Objective: To assess the predictive value for clinical pregnancy outcome of β-hCG level at 13 d after embryo transfer.
Methods: Retrospective study of IVF clinical pregnancies diagnosed at 6 weeks. We calculated the value of β-hCG level at 13 d after embryo transfer to predict live births.
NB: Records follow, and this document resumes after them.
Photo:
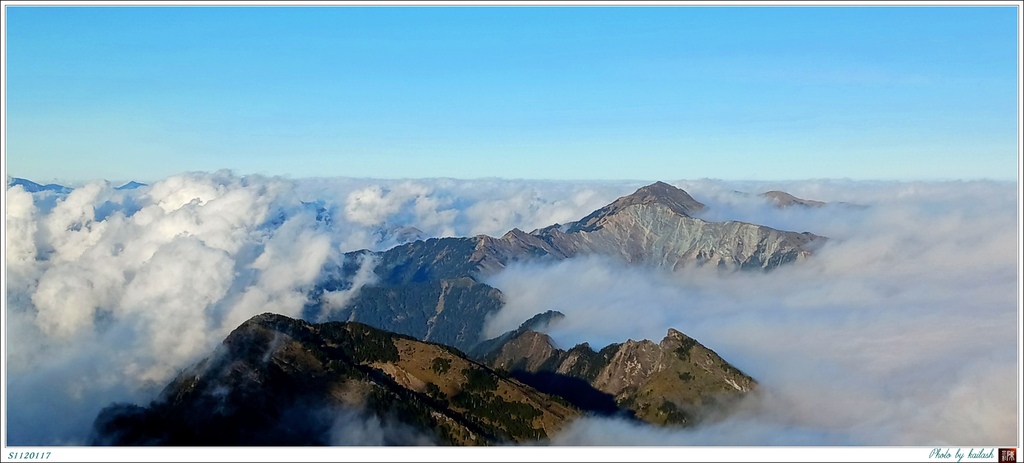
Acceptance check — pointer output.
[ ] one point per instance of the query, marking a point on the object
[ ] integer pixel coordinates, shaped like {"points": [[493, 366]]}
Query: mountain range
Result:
{"points": [[280, 381], [393, 350], [432, 289]]}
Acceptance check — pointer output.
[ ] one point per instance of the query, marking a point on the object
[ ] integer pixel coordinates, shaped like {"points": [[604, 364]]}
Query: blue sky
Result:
{"points": [[519, 92]]}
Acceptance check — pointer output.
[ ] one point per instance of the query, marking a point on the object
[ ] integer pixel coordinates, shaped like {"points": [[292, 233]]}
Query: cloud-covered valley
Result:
{"points": [[901, 330]]}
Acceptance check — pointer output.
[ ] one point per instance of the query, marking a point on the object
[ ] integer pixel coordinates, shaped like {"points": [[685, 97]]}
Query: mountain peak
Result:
{"points": [[660, 193], [782, 199], [131, 185]]}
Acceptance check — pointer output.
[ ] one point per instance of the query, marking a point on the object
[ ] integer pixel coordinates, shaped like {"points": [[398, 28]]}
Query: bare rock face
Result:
{"points": [[673, 382], [416, 294], [279, 381], [782, 200], [653, 226]]}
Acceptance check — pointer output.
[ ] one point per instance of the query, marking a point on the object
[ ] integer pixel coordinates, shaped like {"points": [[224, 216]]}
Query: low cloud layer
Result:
{"points": [[900, 331]]}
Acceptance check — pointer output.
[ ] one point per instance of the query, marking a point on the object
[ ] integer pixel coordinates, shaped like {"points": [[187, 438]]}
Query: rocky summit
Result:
{"points": [[431, 289], [673, 382]]}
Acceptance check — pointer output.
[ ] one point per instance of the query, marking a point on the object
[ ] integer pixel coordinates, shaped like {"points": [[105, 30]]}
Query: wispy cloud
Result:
{"points": [[899, 331]]}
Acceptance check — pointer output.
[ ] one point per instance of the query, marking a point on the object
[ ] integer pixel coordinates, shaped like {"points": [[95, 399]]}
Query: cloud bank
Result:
{"points": [[900, 331]]}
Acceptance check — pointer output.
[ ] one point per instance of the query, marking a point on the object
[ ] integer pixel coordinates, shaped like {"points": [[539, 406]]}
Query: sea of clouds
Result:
{"points": [[901, 330]]}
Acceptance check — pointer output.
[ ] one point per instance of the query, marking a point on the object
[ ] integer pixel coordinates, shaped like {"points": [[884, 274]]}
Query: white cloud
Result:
{"points": [[900, 331]]}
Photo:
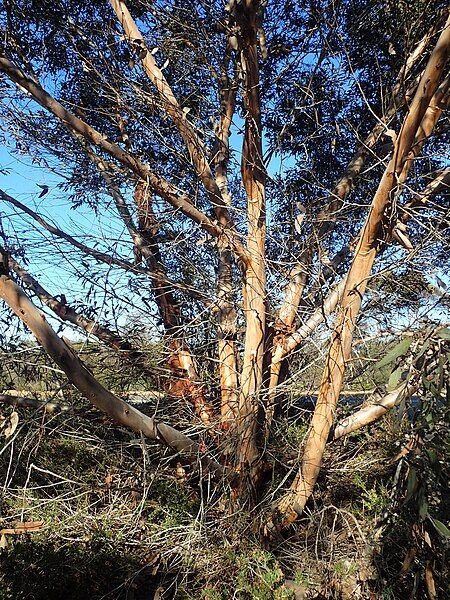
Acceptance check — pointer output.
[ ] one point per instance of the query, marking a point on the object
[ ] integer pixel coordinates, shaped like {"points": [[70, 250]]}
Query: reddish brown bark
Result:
{"points": [[82, 378], [370, 239]]}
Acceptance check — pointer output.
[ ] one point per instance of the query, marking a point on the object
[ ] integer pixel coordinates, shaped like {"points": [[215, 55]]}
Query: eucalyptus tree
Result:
{"points": [[264, 166]]}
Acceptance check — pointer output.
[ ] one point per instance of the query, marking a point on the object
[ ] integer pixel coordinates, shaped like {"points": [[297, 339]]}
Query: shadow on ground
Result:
{"points": [[40, 571]]}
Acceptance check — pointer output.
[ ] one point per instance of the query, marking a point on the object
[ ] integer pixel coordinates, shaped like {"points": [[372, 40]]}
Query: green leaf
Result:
{"points": [[394, 379], [397, 351], [444, 333], [441, 528], [412, 482], [423, 508]]}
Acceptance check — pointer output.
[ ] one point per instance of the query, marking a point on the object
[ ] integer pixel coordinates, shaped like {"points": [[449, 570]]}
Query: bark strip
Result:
{"points": [[372, 235], [119, 410]]}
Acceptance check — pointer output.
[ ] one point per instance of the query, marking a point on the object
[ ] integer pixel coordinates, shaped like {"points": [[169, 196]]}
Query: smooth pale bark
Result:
{"points": [[293, 503], [26, 402], [171, 106], [373, 410], [253, 178], [184, 381], [159, 185], [108, 259], [85, 382], [299, 274], [226, 320]]}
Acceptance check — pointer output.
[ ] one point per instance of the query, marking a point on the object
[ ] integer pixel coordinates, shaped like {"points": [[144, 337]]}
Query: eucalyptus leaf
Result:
{"points": [[441, 528], [444, 333], [398, 350], [394, 379]]}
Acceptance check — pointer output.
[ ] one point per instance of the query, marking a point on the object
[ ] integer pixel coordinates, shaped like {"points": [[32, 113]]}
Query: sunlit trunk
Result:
{"points": [[421, 118]]}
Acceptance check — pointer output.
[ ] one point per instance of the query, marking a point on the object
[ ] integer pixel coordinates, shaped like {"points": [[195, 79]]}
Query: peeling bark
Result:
{"points": [[372, 235], [253, 177], [65, 357]]}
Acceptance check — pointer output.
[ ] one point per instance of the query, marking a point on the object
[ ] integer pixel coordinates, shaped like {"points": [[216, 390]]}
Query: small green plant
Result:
{"points": [[374, 498]]}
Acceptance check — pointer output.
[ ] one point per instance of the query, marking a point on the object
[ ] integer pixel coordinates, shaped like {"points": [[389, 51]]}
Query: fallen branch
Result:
{"points": [[65, 357]]}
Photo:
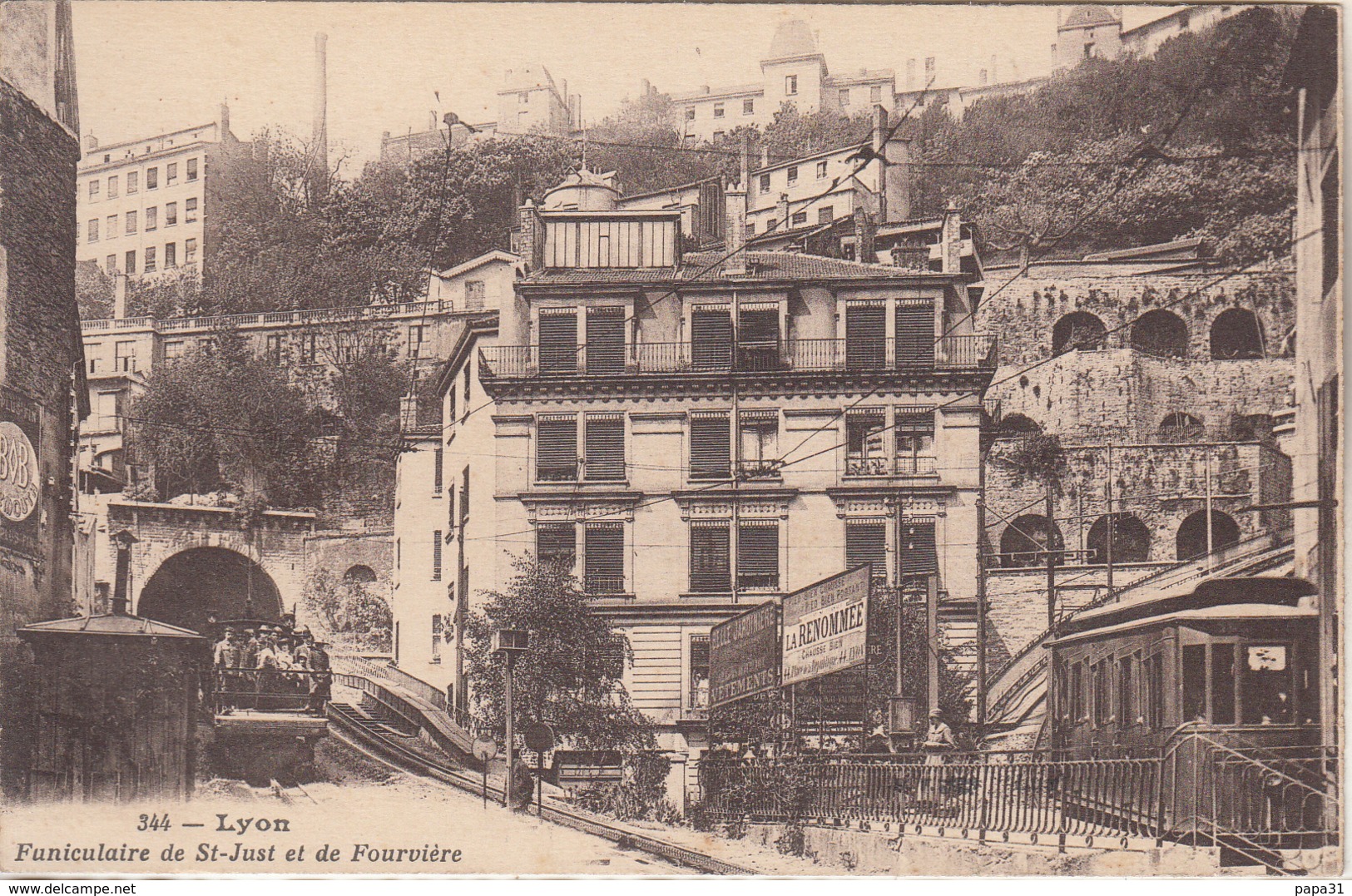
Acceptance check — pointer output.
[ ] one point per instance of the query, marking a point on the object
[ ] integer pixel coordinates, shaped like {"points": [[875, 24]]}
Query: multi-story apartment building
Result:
{"points": [[146, 207], [698, 437], [793, 72], [529, 103]]}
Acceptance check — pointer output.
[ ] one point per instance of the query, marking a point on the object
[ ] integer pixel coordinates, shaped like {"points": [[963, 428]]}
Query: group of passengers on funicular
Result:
{"points": [[270, 668]]}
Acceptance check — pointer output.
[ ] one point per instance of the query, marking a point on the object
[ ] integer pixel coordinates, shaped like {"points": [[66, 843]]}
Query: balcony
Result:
{"points": [[904, 465], [975, 352]]}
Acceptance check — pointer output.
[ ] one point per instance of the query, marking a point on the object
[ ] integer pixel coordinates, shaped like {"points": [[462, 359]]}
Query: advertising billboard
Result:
{"points": [[744, 656], [826, 626]]}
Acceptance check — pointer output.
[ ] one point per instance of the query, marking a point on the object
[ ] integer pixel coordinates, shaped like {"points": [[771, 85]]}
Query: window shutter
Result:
{"points": [[605, 446], [919, 553], [867, 543], [710, 569], [606, 341], [865, 337], [603, 558], [558, 344], [711, 339], [556, 542], [710, 446], [914, 335], [757, 554], [556, 454]]}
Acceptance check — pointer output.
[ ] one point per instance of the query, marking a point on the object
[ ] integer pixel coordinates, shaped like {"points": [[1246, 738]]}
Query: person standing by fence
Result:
{"points": [[938, 744]]}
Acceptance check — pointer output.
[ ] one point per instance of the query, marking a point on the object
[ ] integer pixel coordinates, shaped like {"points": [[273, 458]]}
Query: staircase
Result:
{"points": [[1017, 692]]}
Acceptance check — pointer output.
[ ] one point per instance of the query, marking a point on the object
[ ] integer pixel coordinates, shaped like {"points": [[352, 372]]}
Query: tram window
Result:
{"points": [[1125, 695], [1222, 684], [1267, 684], [1194, 683]]}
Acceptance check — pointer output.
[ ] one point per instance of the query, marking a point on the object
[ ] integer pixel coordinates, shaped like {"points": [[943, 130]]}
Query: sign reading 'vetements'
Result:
{"points": [[826, 626], [744, 656]]}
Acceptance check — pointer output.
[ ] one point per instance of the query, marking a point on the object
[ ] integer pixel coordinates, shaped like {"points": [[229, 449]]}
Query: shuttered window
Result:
{"points": [[710, 446], [919, 554], [711, 339], [757, 339], [605, 445], [556, 542], [710, 561], [867, 543], [757, 556], [605, 341], [436, 554], [557, 342], [556, 450], [914, 428], [865, 439], [914, 334], [699, 672], [603, 558], [865, 337]]}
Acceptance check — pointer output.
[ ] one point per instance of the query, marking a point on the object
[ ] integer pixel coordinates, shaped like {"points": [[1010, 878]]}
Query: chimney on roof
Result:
{"points": [[530, 237], [894, 172], [119, 295], [735, 230]]}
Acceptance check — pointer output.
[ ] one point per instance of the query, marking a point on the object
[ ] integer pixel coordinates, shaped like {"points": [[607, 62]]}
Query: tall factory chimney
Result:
{"points": [[319, 142]]}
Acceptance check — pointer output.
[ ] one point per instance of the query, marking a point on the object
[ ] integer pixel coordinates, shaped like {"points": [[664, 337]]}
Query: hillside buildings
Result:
{"points": [[41, 370], [149, 205], [627, 406]]}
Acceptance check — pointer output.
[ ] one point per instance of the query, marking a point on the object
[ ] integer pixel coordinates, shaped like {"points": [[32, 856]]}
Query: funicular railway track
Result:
{"points": [[374, 738]]}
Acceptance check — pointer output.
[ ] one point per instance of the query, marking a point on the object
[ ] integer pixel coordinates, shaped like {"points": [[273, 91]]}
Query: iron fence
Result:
{"points": [[1096, 798]]}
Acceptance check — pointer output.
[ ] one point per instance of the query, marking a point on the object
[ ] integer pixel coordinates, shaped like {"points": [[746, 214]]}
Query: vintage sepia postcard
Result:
{"points": [[659, 439]]}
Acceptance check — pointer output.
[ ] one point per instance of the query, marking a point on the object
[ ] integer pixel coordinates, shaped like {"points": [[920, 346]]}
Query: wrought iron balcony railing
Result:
{"points": [[899, 465], [977, 352]]}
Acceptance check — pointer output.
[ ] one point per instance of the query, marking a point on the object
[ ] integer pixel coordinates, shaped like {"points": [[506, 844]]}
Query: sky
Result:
{"points": [[151, 67]]}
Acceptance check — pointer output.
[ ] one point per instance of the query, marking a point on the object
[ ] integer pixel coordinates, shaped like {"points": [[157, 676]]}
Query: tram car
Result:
{"points": [[1220, 687]]}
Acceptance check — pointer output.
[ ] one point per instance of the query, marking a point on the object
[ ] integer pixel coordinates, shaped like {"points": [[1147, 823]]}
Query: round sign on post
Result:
{"points": [[538, 737]]}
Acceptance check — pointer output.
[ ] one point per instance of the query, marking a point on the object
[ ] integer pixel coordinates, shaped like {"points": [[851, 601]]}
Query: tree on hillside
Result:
{"points": [[223, 419], [571, 676]]}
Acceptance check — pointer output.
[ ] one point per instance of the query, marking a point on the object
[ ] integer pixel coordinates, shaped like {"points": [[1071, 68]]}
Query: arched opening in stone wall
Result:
{"points": [[1023, 541], [1252, 428], [1017, 426], [1161, 333], [1191, 538], [1236, 334], [1131, 539], [360, 573], [201, 582], [1077, 331], [1181, 428]]}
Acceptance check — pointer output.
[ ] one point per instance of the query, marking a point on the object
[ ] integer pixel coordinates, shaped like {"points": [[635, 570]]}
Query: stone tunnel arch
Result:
{"points": [[1161, 333], [1236, 334], [1025, 538], [1131, 539], [1191, 537], [199, 582], [1077, 331]]}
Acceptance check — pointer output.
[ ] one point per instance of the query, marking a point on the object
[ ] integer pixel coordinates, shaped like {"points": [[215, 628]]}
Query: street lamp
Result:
{"points": [[508, 644]]}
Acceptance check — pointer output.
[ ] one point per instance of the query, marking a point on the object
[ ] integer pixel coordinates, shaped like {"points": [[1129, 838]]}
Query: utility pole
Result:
{"points": [[1051, 556], [1112, 523]]}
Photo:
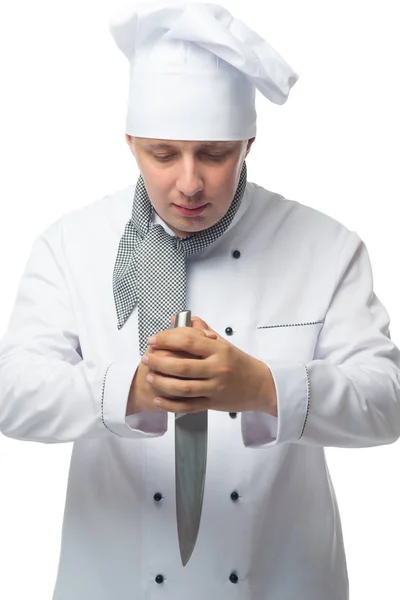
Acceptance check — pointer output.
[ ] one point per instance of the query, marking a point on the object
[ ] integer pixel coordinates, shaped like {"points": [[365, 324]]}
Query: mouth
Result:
{"points": [[187, 211]]}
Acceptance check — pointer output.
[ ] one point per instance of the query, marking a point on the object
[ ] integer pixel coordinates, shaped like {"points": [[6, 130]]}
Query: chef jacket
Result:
{"points": [[285, 283]]}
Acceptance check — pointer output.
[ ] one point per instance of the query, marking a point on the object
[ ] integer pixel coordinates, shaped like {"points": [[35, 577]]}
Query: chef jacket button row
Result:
{"points": [[232, 577]]}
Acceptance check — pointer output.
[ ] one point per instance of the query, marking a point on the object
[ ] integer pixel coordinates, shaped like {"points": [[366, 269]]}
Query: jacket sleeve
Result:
{"points": [[349, 395], [48, 392]]}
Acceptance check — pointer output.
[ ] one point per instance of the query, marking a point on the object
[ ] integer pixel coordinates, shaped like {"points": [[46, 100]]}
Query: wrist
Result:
{"points": [[266, 398]]}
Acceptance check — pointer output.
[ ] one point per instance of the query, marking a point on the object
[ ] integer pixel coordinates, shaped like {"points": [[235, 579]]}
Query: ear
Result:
{"points": [[249, 145]]}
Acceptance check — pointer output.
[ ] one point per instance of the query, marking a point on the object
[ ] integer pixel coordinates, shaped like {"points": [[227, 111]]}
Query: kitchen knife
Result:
{"points": [[190, 468]]}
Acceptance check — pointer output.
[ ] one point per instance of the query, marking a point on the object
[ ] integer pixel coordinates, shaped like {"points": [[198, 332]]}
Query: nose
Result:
{"points": [[189, 181]]}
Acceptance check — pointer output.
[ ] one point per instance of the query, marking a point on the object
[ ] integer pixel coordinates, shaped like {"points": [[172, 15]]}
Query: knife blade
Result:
{"points": [[191, 433]]}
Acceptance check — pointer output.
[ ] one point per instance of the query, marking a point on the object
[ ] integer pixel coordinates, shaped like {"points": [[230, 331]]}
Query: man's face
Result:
{"points": [[182, 175]]}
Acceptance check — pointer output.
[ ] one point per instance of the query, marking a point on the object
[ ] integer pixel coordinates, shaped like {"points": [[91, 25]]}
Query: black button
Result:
{"points": [[233, 577]]}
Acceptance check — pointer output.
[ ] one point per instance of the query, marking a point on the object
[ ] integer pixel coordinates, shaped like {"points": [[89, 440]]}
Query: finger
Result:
{"points": [[171, 387], [184, 339], [180, 406], [188, 368]]}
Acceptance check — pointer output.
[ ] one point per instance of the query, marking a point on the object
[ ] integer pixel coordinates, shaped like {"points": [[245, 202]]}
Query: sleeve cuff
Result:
{"points": [[116, 386], [262, 430]]}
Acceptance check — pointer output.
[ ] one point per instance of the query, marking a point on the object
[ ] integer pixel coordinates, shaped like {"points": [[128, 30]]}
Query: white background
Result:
{"points": [[333, 146]]}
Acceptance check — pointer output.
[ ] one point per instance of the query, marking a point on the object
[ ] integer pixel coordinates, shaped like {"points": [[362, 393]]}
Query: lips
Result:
{"points": [[190, 212], [191, 207]]}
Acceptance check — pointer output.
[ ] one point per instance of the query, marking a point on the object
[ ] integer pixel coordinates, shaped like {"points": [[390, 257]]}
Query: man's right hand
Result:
{"points": [[141, 393]]}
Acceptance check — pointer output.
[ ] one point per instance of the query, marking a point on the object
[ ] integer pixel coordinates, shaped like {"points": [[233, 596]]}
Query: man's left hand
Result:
{"points": [[207, 374]]}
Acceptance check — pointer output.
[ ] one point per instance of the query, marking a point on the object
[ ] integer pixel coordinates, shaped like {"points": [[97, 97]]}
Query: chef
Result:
{"points": [[289, 349]]}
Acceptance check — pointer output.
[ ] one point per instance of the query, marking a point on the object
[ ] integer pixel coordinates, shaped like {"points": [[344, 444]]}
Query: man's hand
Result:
{"points": [[142, 394], [200, 373]]}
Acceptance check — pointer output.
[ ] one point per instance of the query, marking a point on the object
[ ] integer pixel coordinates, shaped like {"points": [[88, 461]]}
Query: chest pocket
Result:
{"points": [[293, 341]]}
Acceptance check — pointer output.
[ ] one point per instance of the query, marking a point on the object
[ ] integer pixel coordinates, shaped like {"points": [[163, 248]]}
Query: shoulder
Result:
{"points": [[292, 217], [101, 217]]}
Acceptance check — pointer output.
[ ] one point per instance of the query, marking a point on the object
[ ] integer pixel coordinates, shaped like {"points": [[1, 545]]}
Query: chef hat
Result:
{"points": [[194, 71]]}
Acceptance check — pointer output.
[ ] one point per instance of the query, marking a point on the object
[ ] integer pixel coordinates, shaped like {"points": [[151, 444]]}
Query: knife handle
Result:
{"points": [[183, 319]]}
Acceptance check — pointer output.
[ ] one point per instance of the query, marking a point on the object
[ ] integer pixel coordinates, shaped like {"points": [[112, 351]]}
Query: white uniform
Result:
{"points": [[300, 298]]}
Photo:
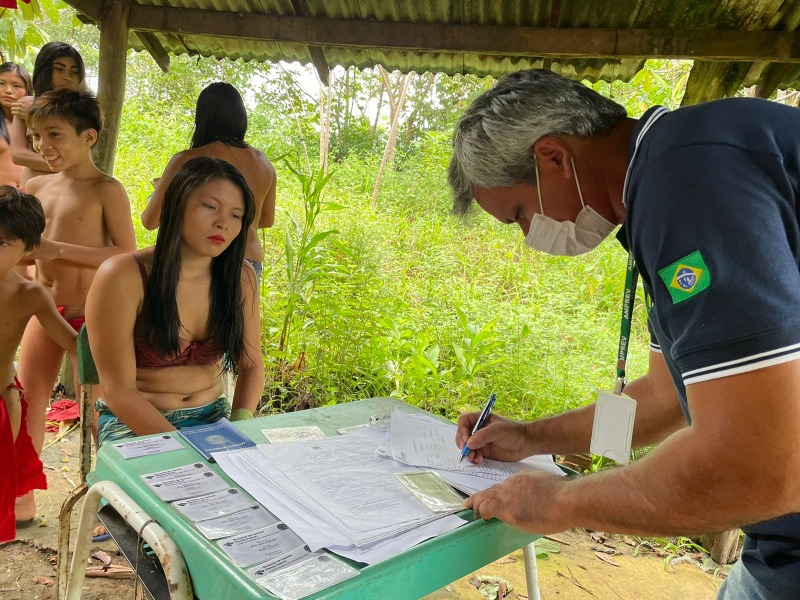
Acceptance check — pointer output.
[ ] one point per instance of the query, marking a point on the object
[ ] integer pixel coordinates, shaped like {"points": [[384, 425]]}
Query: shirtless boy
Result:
{"points": [[21, 226], [88, 220]]}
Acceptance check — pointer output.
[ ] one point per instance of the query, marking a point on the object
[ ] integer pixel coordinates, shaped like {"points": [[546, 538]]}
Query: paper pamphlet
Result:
{"points": [[293, 434], [249, 548], [148, 446], [214, 505], [432, 491], [195, 483], [249, 519], [306, 577], [284, 560]]}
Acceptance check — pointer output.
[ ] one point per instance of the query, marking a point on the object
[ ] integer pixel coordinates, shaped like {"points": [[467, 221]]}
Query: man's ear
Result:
{"points": [[551, 153], [90, 135]]}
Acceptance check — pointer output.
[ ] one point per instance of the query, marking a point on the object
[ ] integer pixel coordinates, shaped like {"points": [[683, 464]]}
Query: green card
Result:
{"points": [[686, 277]]}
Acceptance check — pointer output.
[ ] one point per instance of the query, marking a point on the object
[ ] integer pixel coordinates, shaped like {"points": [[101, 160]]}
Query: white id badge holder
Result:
{"points": [[612, 431]]}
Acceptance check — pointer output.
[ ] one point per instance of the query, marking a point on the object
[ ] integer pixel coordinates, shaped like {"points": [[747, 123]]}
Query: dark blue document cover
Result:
{"points": [[215, 437]]}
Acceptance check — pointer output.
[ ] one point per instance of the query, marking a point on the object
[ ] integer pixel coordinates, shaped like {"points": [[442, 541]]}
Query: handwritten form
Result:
{"points": [[423, 441], [341, 493]]}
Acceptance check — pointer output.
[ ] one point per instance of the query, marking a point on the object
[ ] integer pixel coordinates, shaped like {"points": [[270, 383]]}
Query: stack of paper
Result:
{"points": [[424, 441], [251, 536], [337, 493]]}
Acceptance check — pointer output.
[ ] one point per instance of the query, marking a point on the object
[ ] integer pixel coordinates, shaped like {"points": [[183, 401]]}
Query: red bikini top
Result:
{"points": [[202, 352]]}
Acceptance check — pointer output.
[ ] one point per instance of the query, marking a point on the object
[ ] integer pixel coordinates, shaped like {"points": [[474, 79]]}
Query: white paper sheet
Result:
{"points": [[425, 441]]}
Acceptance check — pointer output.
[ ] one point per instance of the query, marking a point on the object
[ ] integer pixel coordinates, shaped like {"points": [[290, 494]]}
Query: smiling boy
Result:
{"points": [[88, 220]]}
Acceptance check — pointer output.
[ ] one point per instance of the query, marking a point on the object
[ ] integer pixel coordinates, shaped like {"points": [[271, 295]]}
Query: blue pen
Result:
{"points": [[482, 420]]}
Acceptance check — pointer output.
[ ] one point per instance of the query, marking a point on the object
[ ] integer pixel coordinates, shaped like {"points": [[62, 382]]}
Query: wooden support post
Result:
{"points": [[111, 86], [722, 545]]}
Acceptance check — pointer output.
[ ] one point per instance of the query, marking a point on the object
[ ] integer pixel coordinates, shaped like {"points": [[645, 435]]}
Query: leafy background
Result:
{"points": [[392, 296]]}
Results: We analyzed 177 IVF cycles between 2009 and 2014 (50 singleton births, 50 twin births, 27 sets with a vanishing twin, 43 first trimester singleton pregnancy loss and seven first trimester total twin pregnancy loss). Singleton pregnancies with a β-hCG concentration <85 mIU/mL had an 89% risk of having a first trimester loss whereas a concentration >386 mU/mL had a 91% chance of a live birth. Twin pregnancies with a concentration <207 mIU/mL had only a 33% chance of delivering twins and a 55% risk of having a vanishing twin; whereas a level >768 mIU/mL was associated with a 81% chance of live twin birth and a low risk (19%) of having a vanishing twin. Age, type and duration of infertility, body mass index (BMI) and number of fertilized oocytes did not affect these calculations.
Conclusions: β-hCG level at 13 d after embryo transfer might predict outcomes in clinical singleton and twin pregnancies following IVF.
Keywords: assisted reproduction; pregnancy outcome; twins; vanishing twins; β-hCG.